After sunset we had a couple of Grappa's before retiring to bed. Sleeping at altitude is often difficult. Even with our good level of acclimatisation I still had a pretty restless night's sleep and was not sad to be woken up for breakfast. Peter on the other hand managed to make his way through the night as if he was snoring for Britain.

While sipping my hot chocolate, I looked out of the window to the south- east and could make out the Italian lakes. They were bathed in light. I then walked to the other side of the hut and looked over to Mont-Blanc where it was still dark. You could almost see the curve of the earth.

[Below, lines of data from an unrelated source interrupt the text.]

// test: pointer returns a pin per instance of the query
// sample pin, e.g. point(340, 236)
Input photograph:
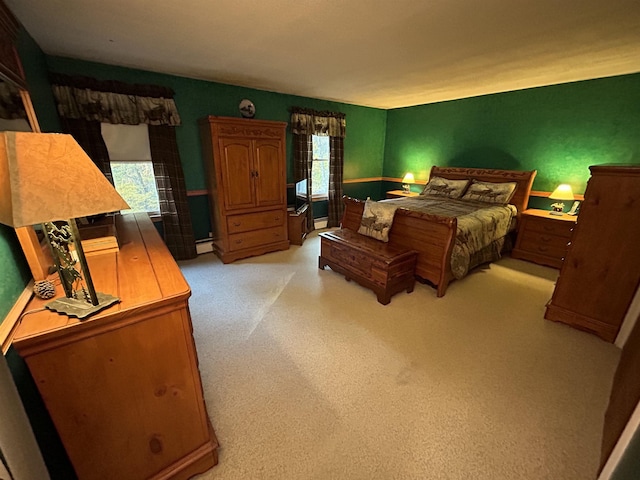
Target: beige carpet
point(307, 376)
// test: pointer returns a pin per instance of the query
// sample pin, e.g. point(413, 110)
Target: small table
point(383, 268)
point(543, 238)
point(401, 194)
point(297, 225)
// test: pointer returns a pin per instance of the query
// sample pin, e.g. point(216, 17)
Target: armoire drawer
point(544, 226)
point(255, 238)
point(254, 221)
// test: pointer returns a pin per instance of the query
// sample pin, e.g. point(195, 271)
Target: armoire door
point(270, 187)
point(237, 171)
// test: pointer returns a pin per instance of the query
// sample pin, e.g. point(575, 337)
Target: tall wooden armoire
point(601, 272)
point(245, 163)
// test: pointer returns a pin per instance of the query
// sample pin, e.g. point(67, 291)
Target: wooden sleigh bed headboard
point(432, 236)
point(524, 180)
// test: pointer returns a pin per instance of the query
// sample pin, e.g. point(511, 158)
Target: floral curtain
point(83, 103)
point(305, 123)
point(114, 102)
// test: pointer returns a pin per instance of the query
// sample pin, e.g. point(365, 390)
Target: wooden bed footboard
point(432, 236)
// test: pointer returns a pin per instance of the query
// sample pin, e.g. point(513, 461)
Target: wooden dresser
point(543, 238)
point(246, 177)
point(123, 387)
point(601, 272)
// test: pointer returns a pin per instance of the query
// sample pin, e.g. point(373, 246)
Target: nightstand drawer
point(548, 226)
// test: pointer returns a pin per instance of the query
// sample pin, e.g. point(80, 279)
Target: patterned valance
point(114, 102)
point(305, 121)
point(11, 105)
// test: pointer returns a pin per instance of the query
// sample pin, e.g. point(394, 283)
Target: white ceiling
point(378, 53)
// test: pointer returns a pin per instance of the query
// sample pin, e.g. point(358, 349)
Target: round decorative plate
point(247, 108)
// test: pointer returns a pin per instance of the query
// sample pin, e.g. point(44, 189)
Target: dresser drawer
point(548, 246)
point(547, 226)
point(255, 238)
point(254, 221)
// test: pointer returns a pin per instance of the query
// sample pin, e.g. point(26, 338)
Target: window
point(131, 165)
point(320, 168)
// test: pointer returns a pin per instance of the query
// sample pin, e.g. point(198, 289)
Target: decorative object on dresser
point(297, 224)
point(407, 180)
point(400, 194)
point(434, 236)
point(543, 238)
point(601, 271)
point(383, 267)
point(123, 387)
point(246, 176)
point(562, 192)
point(70, 186)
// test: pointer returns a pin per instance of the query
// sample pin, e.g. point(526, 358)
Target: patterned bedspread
point(481, 227)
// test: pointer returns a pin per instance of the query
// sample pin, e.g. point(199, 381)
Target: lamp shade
point(46, 177)
point(562, 192)
point(408, 178)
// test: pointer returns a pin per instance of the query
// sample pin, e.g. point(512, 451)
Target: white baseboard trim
point(204, 246)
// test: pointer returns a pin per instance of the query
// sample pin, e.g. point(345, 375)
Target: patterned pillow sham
point(445, 187)
point(489, 192)
point(377, 219)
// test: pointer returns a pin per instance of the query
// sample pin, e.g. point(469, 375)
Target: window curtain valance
point(113, 102)
point(305, 121)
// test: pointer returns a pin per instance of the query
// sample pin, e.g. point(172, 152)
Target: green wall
point(364, 145)
point(559, 130)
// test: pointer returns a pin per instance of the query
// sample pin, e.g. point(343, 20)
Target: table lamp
point(407, 180)
point(562, 192)
point(47, 178)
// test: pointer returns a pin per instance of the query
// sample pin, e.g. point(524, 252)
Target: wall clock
point(247, 108)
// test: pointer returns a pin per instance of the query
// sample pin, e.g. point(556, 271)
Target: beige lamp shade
point(562, 192)
point(46, 177)
point(408, 178)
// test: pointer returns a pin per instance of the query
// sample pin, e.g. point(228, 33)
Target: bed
point(440, 235)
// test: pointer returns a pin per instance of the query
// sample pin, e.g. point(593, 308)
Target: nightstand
point(543, 238)
point(401, 194)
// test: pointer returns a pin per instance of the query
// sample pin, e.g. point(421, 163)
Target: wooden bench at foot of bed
point(432, 236)
point(379, 266)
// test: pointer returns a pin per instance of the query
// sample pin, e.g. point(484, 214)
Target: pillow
point(445, 187)
point(489, 192)
point(377, 219)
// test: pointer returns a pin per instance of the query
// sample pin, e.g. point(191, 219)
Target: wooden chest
point(383, 268)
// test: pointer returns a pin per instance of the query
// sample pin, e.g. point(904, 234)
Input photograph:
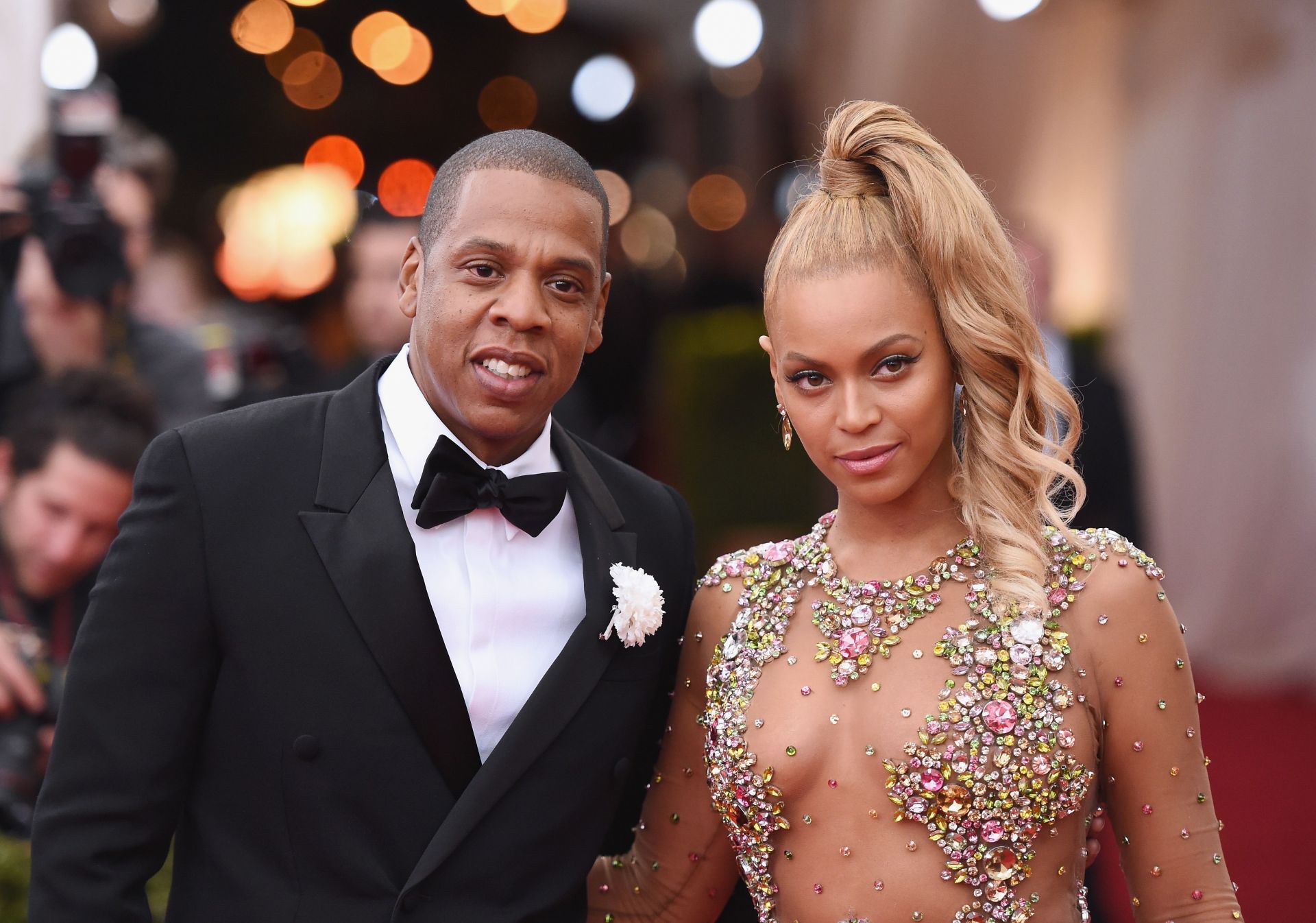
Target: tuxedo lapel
point(361, 536)
point(576, 669)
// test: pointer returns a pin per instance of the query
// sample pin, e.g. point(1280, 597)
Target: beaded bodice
point(948, 778)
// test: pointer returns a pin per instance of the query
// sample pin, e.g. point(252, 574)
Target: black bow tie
point(453, 483)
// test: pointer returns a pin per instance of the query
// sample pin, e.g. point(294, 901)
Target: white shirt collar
point(416, 428)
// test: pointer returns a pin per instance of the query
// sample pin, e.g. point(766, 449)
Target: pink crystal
point(1001, 717)
point(853, 643)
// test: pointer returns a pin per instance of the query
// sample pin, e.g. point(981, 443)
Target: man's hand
point(19, 689)
point(1094, 831)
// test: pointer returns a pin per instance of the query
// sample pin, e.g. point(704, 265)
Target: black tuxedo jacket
point(263, 672)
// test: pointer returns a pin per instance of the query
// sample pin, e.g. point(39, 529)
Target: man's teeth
point(504, 370)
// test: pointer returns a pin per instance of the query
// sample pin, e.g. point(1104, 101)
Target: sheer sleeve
point(681, 867)
point(1153, 769)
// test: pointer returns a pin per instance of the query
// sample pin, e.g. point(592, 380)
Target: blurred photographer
point(71, 280)
point(67, 457)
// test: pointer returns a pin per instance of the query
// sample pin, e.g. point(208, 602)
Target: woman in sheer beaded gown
point(914, 711)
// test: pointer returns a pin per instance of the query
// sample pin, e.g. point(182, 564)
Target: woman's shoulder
point(1104, 568)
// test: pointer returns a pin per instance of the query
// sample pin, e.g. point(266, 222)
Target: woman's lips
point(868, 462)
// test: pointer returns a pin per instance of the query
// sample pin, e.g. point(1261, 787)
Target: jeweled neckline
point(865, 618)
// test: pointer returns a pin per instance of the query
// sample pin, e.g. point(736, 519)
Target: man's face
point(506, 304)
point(58, 520)
point(370, 298)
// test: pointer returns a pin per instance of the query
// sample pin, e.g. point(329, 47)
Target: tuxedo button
point(306, 747)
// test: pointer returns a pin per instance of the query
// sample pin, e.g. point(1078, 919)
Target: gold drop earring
point(788, 432)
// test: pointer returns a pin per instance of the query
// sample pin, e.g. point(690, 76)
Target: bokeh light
point(536, 16)
point(648, 237)
point(382, 41)
point(313, 81)
point(718, 202)
point(603, 87)
point(1004, 11)
point(133, 12)
point(69, 58)
point(263, 27)
point(416, 65)
point(493, 7)
point(404, 186)
point(280, 230)
point(728, 32)
point(302, 43)
point(619, 194)
point(340, 152)
point(507, 101)
point(740, 81)
point(795, 183)
point(662, 184)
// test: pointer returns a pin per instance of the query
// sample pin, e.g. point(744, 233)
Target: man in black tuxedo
point(358, 672)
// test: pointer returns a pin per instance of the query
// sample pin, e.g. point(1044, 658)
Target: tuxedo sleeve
point(138, 685)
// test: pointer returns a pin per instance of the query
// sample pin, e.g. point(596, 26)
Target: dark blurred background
point(263, 165)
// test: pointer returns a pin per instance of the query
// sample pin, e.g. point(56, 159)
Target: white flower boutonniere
point(639, 610)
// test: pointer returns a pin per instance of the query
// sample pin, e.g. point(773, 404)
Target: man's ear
point(411, 278)
point(5, 469)
point(595, 339)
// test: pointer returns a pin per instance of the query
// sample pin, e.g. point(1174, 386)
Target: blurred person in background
point(1104, 453)
point(1052, 675)
point(67, 456)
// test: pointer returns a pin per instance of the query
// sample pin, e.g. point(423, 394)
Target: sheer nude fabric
point(855, 848)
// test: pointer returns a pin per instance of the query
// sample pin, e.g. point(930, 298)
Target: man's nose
point(520, 306)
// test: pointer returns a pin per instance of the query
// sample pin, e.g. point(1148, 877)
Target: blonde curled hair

Storms were brewing in the west and I knew that we were going to have to get a move on.

We left the Margherita hut at about 5.30am. Our original plan was to traverse Monte Rosa but the weather looked too dodgy so we contented ourselves with a quick dash up the Zumsteinspitze, before being engulfed in mist then snow. An hour of judicious work with the altimeter and the compass got us down below the cloud base from where we marched down the spectacular Grenz glacier before picking up the Gornergrat Mountain railway which took us down to the thick air of Zermatt.

*People collect Four-Thousanders rather like Munro-Baggers bag Munros.

Bibliography: see The Alpine 4000m Peaks, By Richard Goedeke.